In realtà già prima di Tönnies, Ser Henry James Samner Maine aveva rilevato il passaggio dalla comunità alla società, dalla premodernità alla modernità attraverso il passaggio dallo status al contratto. Questo è un aspetto molto interessante nel caso del software libero perché secondo Maine la modernità è una questione di evoluzione del diritto che passa attraverso tre espedienti funzionali: le finzioni legali, l'equità, e la legge. Più interessante di tutti questi strumenti, ai nostri fini, sono le finzioni legali, cioè assunzioni che dissimulano la ratio della norma facendo leva sulla plausibilità. È il caso del copyright trasformato in copyleft che verrà esaminato più avanti. Di fatto la licenza GPL (General Pubblic License), dal punto di vista sostanziale è un copyright le cui clausole ne stravolgono il senso. In questo senso più che dire superficialmente che il contesto della community è la modernità, in quanto al contratto in sé, possiamo spingerci oltre prendendo in considerazione il processo di ulteriore modernizzazione attraverso la finzione contrattuale per delineare una prospettiva di iper-modernità o se vogliano di modernità radicale (Giddens, 1994). Più che un superamento della modernità attraverso un ritorno alla “comunità” sembra piuttosto l'anticipazione di forme inedite, non post-moderne, perché la razionalizzazione gioca ancora, come vedremo, un ruolo preminente e neppure sotto forma di materialismo storico perché non esiste in questo senso un intenzionale uso della storia per fare la storia, non viene prospettato un fine messianico o una teleologia. Sussiste come tale, è una conseguenza che si tenta di spiegare come conseguenza della modernità.

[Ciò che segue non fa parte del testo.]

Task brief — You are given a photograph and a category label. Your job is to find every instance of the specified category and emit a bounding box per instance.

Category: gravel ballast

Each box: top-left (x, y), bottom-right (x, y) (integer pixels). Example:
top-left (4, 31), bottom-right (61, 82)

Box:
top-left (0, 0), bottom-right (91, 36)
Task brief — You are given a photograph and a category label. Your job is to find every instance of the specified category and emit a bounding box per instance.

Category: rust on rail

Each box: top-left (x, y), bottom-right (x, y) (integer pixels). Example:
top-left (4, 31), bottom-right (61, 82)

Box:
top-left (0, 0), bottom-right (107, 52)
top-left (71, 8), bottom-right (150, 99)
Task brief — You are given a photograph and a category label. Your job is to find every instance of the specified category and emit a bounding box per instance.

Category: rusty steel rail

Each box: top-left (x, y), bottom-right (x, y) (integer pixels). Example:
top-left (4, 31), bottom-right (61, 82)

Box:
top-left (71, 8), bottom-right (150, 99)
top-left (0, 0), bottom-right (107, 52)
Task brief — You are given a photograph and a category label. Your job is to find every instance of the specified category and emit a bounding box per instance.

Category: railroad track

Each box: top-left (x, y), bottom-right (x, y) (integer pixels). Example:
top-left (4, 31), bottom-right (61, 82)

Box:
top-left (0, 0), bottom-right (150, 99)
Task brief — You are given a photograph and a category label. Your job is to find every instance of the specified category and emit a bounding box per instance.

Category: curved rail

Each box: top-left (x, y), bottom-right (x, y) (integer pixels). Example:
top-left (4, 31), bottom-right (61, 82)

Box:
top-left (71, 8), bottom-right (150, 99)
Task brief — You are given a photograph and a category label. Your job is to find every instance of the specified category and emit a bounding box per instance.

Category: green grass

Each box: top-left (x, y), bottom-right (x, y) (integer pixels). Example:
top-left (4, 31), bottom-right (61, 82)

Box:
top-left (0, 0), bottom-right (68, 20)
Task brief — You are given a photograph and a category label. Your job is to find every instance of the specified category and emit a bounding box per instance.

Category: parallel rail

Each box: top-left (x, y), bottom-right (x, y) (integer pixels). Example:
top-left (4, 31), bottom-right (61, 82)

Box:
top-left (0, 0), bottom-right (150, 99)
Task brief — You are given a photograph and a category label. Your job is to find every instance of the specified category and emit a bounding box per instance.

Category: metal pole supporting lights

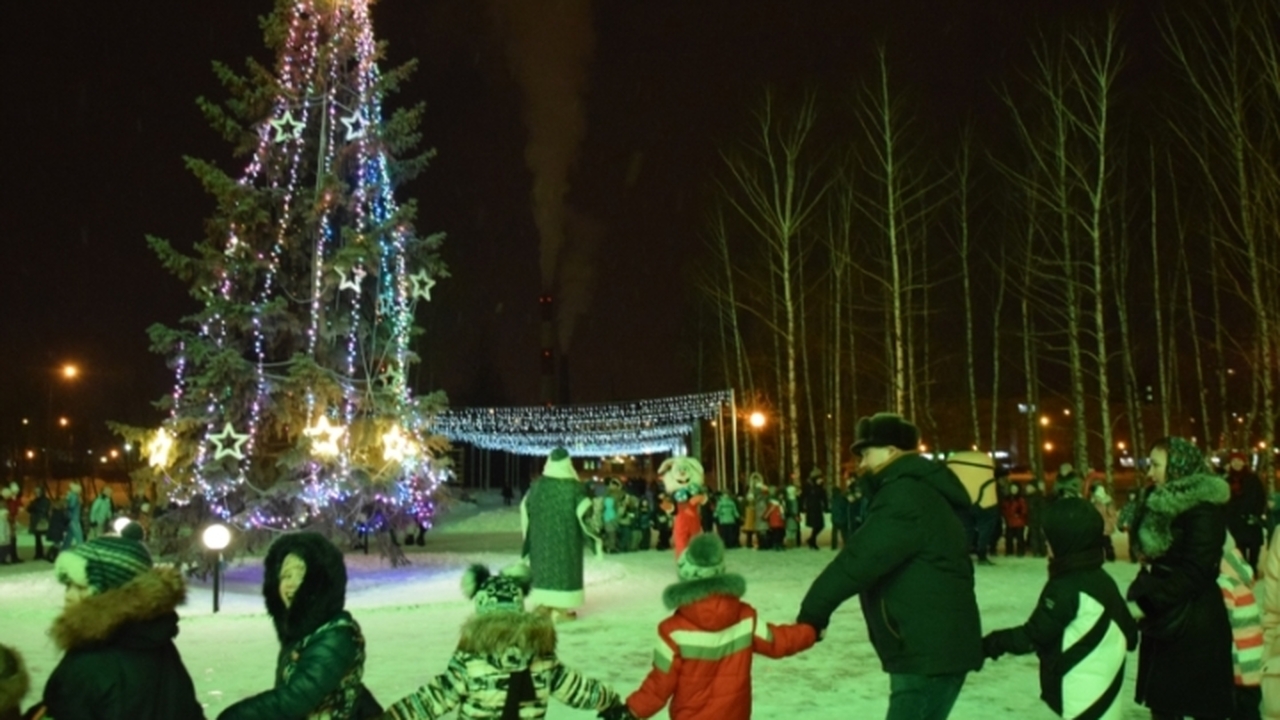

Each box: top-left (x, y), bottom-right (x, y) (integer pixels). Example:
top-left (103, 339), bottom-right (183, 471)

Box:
top-left (200, 523), bottom-right (232, 612)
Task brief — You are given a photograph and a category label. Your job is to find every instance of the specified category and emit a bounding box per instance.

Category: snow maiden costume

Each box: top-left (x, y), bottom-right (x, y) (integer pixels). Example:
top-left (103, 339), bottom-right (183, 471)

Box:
top-left (658, 457), bottom-right (707, 562)
top-left (381, 565), bottom-right (622, 720)
top-left (1128, 438), bottom-right (1234, 717)
top-left (520, 447), bottom-right (603, 616)
top-left (982, 497), bottom-right (1138, 720)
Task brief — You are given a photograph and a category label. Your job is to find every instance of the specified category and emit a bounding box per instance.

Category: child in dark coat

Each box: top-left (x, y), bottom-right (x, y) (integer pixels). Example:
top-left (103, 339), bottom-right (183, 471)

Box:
top-left (982, 497), bottom-right (1138, 720)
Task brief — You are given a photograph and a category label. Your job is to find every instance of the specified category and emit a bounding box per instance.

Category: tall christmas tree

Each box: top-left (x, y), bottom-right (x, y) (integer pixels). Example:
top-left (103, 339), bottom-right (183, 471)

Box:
top-left (125, 0), bottom-right (445, 560)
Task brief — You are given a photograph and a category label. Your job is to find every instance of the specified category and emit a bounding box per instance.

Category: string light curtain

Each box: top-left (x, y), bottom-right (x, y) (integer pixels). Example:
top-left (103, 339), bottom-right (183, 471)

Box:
top-left (431, 391), bottom-right (732, 456)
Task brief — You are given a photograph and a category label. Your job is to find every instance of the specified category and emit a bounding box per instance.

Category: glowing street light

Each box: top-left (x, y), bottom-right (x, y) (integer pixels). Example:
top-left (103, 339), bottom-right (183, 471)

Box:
top-left (200, 523), bottom-right (232, 612)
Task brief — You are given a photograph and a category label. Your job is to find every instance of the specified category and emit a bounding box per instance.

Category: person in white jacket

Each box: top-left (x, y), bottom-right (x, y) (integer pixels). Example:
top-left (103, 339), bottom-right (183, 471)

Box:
top-left (1262, 533), bottom-right (1280, 720)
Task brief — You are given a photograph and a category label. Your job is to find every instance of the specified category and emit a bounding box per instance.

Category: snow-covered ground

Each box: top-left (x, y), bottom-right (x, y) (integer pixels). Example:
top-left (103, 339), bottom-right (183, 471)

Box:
top-left (0, 497), bottom-right (1148, 720)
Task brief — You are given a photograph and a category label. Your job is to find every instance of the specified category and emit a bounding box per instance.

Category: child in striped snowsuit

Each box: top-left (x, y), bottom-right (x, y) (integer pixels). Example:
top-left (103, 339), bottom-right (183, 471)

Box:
top-left (1217, 533), bottom-right (1263, 720)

Già Nisbet (1966) aveva sottolineato che anche Durkheim, come Weber, a partire dalla seconda parte della Divisione del Lavoro (1962) si rese conto che le forme di solidarietà organica tipiche della modernità dovevano basarsi necessariamente sulla continuazione di forme di soliderietà meccanica premoderne e che la completa sostituzione delle une con le altre avrebbe portato a mostruosità sociologiche. Allo stesso modo si è già rilevato (cfr cap. 2 par. 2) come Weber avvertisse il rischio di una organizzazione sociale pervasiva a tal punto da divenire una gabbia di ferro. In qualche modo i padri della sociologia percepirono i pericoli di una razionalità e di una modernità portata agli eccessi. Ma è solo attraverso gli eventi dei totalitarismi di inizio secolo, del secondo conflitto mondiale, dell'industrializzazione della guerra e della guerra fredda che i sociologici potranno descriverne con maggiore precisione tutti i limiti. Ai nostri fini è interessante questa lucida analisi degli effetti emergenti della modernità da parte di Niklas Luhmann:

[...] l'esperienza che proprio una organizzazione che funzioni bene e che sia pienamente sviluppata secondo gli orientamenti di moda della razionalizzazione e della democratizzazione, proprio una cosi fatta organizzazione produce particolari irrazionalità. Per la crescente complessità del decidere su decisioni su decisioni su decisioni, l'auto-poiesi sviluppa strutture appropriate e una tendenza crescente a decidere di non decidere. Per il trattamento dei propri difetti, essa può applicare ancora una volta solo gli stessi strumenti che avevano prodotto quei difetti: essa cioè può applicare solo decisioni. A queste condizioni, inoltre, si atrofizza l'accoppiamento strutturale con la motivazione individuale. Poiché bisogna sempre e di nuovo decidere, manca la motivazione di rafforzarsi contro le resistenze interne ed esterne che vengono frapposte alla esecuzioni delle decisioni. (Luhmann, 2003, p. 330).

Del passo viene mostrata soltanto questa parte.